# .MOV to .WMV converter?



## Sandstone-Shadow (May 25, 2011)

My camera takes videos in .mov file format, and I need them in .wmv format to edit them into a movie for class. 

But I can't find a decent converting program. So far all of the free ones I've tried do one of two things: 1) are really confusing or only convert half of the file, or 2) seem to work fine but then crash my computer before it finishes.

Anyone have any suggestions for a free, reliable program for this?


----------



## Furiianda (May 25, 2011)

I'm pretty sure VLC does it (VLC media player does _everything_, and I ran a test to confirm).

Go Media>Convert/Save>Add(browse for the file)>select a destination and type the file extension as .wmv>click the convert/save button.
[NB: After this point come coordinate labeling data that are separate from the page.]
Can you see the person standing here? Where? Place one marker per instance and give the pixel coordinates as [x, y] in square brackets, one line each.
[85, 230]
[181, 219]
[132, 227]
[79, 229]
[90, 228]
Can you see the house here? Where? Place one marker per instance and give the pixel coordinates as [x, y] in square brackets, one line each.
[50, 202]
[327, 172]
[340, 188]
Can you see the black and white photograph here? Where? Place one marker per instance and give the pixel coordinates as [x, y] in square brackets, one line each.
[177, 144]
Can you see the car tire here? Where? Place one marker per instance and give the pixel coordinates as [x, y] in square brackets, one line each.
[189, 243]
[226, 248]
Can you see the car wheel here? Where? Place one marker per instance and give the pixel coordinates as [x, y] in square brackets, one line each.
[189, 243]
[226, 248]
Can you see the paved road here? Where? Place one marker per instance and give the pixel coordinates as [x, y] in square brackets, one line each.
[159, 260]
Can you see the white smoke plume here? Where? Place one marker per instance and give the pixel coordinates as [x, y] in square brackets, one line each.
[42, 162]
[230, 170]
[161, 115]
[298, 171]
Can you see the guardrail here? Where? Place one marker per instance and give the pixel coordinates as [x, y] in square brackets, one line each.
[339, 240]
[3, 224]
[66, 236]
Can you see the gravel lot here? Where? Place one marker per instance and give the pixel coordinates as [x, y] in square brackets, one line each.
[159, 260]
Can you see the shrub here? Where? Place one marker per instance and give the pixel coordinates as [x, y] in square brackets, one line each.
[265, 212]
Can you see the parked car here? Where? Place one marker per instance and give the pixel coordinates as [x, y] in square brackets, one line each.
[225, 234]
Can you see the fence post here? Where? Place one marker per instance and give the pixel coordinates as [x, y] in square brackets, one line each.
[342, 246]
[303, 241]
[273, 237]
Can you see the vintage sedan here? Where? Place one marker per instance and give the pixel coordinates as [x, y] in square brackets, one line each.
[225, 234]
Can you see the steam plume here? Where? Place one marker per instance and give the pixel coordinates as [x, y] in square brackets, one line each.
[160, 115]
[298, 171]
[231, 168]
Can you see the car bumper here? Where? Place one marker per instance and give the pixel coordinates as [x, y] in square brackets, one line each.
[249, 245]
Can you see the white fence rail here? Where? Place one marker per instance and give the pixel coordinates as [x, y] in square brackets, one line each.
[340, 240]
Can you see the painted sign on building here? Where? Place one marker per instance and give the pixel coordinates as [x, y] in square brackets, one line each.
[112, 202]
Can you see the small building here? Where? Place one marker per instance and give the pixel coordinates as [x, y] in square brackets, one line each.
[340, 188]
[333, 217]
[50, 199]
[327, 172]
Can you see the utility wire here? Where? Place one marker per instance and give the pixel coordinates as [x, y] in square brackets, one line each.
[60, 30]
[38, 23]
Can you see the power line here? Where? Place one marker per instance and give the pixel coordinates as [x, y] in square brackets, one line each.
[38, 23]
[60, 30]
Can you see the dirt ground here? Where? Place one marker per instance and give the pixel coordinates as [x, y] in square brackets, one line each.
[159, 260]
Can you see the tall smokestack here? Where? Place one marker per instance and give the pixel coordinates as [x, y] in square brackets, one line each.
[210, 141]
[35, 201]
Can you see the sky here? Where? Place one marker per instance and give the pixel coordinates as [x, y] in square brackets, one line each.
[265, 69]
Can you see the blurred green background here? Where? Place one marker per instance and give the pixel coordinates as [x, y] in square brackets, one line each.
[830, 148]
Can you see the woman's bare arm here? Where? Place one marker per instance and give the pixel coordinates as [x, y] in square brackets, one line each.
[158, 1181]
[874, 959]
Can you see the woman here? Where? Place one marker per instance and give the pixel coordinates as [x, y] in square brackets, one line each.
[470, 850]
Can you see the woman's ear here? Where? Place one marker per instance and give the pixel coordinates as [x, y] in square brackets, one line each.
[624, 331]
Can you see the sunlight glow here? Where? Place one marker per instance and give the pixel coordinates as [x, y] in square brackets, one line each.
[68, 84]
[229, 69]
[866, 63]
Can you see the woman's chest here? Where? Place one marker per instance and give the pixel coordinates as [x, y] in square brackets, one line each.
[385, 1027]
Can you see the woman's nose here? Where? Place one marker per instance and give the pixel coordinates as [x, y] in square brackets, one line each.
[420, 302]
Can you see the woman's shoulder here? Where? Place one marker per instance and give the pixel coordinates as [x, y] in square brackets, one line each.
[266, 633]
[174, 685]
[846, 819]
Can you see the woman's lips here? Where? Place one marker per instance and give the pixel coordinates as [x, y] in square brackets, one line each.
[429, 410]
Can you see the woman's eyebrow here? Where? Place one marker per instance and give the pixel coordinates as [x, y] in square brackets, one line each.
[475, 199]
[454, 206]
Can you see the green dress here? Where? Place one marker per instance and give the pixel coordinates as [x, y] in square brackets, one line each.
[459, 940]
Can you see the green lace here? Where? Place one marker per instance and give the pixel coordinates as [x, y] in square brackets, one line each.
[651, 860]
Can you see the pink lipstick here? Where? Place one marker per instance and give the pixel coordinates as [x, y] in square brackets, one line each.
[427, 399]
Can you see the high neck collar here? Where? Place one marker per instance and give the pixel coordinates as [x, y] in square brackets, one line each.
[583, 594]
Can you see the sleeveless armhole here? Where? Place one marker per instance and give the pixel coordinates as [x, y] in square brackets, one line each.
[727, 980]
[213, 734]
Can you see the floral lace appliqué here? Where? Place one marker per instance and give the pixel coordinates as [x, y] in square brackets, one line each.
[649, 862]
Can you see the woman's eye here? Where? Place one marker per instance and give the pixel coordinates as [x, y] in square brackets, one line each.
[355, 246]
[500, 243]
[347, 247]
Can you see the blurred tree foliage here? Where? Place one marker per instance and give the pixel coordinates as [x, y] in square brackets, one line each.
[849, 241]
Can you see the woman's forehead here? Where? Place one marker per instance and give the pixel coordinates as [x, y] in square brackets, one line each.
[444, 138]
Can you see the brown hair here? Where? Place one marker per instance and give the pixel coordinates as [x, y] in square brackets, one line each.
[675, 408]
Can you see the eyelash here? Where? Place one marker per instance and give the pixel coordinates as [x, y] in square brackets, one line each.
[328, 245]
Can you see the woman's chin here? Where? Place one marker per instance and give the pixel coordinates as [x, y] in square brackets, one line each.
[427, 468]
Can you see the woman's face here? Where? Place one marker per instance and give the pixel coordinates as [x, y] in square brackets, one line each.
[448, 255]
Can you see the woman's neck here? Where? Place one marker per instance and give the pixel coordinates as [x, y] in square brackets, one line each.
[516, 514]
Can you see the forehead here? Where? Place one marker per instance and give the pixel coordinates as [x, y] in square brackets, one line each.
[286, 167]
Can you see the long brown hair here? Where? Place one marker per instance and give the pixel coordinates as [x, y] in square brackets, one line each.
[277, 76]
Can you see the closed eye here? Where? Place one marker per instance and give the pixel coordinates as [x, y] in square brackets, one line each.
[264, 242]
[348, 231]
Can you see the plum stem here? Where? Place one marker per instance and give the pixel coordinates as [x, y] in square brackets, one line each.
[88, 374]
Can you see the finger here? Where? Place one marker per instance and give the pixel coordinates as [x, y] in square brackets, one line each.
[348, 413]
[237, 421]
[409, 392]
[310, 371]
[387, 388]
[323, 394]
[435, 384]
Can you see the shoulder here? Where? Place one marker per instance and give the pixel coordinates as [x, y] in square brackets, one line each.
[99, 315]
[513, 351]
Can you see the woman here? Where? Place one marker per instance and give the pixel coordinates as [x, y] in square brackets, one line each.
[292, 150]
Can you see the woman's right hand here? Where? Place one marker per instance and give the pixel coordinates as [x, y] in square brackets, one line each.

Something like that, in case you tried and couldn't figure it out (:

My test-output seemed to play fine, but I'm using VLC for that again so I can't say if it will work in your video editing program. Sorry.


----------



## Superbird (May 25, 2011)

VLC does everything.

Except play Flash videos.


----------



## speedblader03 (May 26, 2011)

I use Any Video Converter Free Version. It converts just about everything I've thrown at it.


----------



## Abwayax (Jun 4, 2011)

speedblader03 said:


> I use Any Video Converter Free Version. It converts just about everything I've thrown at it.


Heh. That program is able to do all of its converting work thanks to a project called FFmpeg which is free in the sense that you can see the source code, change it, and share it. FFmpeg is only available for use by other programs if that other program is freed in the same manner, and this particular program does not abide by that - they are using it illegally.

You should use a program that is truly free and not just zero-cost (or "trial version"), because that way it doesn't push arbitrary limits on you. I don't normally use Windows but WinFF looks alright to me.


----------



## Sandstone-Shadow (Jun 5, 2011)

Thanks guys! =)

I have VLC media player, but it seems tempermental on my computer - I haven't quite gotten it to work right for me.

I downloaded something called Rad Video Tools - it seems to be working well too, so far at least.


----------